1 Introduction

Calcium carbide (CaC2) is a common ripening agent that is primarily used in bananas to accelerate ripening and achieve uniform post-harvest ripeness [1]. Hydrolyzed CaC2 liberates acetylene gas, which accelerates the ripening process in a manner similar to that of natural plant-generated ethylene [2]. Acetylene gas hastens the respiration process that causes bananas to soften and degrade chlorophyll, thereby developing a yellow color in ripe bananas [3]. The application of this technique and other harmful artificial ripening techniques remain banned in several jurisdictions [4, 5]. However, the continued illegal use of industrial-grade CaC2, especially in developing countries, poses a significant risk to human health [6]. This is because of the presence of hazardous impurities liberated by the reaction of CaC2 with water, such as phosphine, arsine, hydrogen sulfide, and sulfur [7]. The resultant fat-soluble hydrides from these compounds can diffuse into the peel and flesh of carbide-ripened fruits [4, 8]. A study conducted by Nowshad [9] indicated that the amounts of sulfur, phosphorous, arsenic and other heavy metals in CaC2 exceed the permissible levels set by various food agencies globally. Recent studies have shown that these chemicals are harmful to human health, causing memory loss, cerebral edema, colonic and lung cancers, and other health complications [4, 6, 7, 9]. To ensure consumer safety, it is critical to screen for and determine the compositions of harmful chemical additives in bananas and other fruits.
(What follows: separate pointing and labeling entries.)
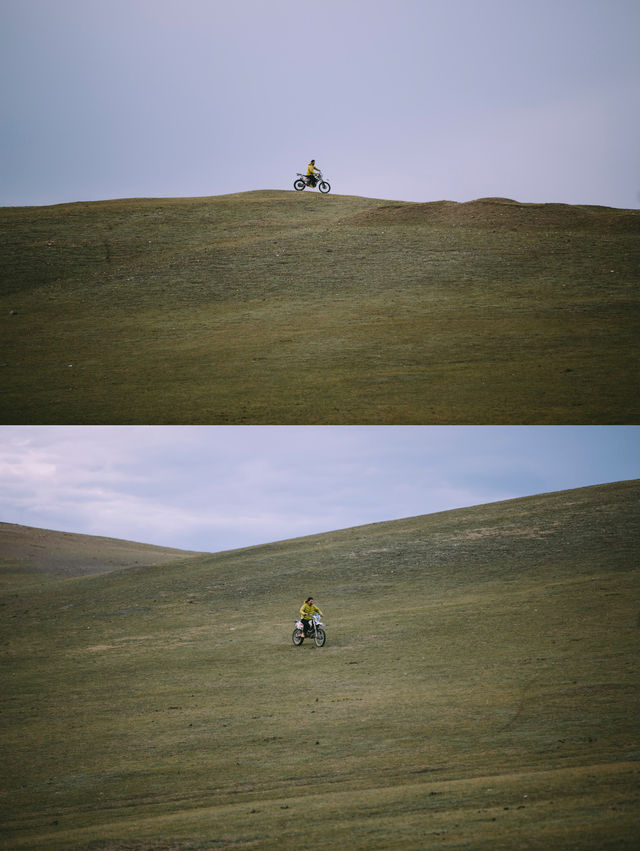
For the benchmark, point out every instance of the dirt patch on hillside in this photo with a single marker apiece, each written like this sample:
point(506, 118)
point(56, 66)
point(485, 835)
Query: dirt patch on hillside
point(501, 213)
The methods currently used to detect these additives include high-performance liquid chromatography (HPLC), gas chromatography-mass spectrometry (GC–MS), and ELISA [10,11,12]. Despite the high level of accuracy achieved by these methods during analysis, they have significant shortcomings, i.e., for each type of additive contained in the artificial ripener, a specific method usually must be used, implying extended turnaround time for results [9]. Furthermore, some organic solvents used in these processes are toxic, raising concerns about environmental safety. The sample preparation process is also labor-intensive because the samples under examination must be digested and treated chemically before they are ready for analysis. Therefore, alternative rapid and cost-effective approaches for on-site screening of harmful chemical additives in fruits are urgently required to support intervention measures.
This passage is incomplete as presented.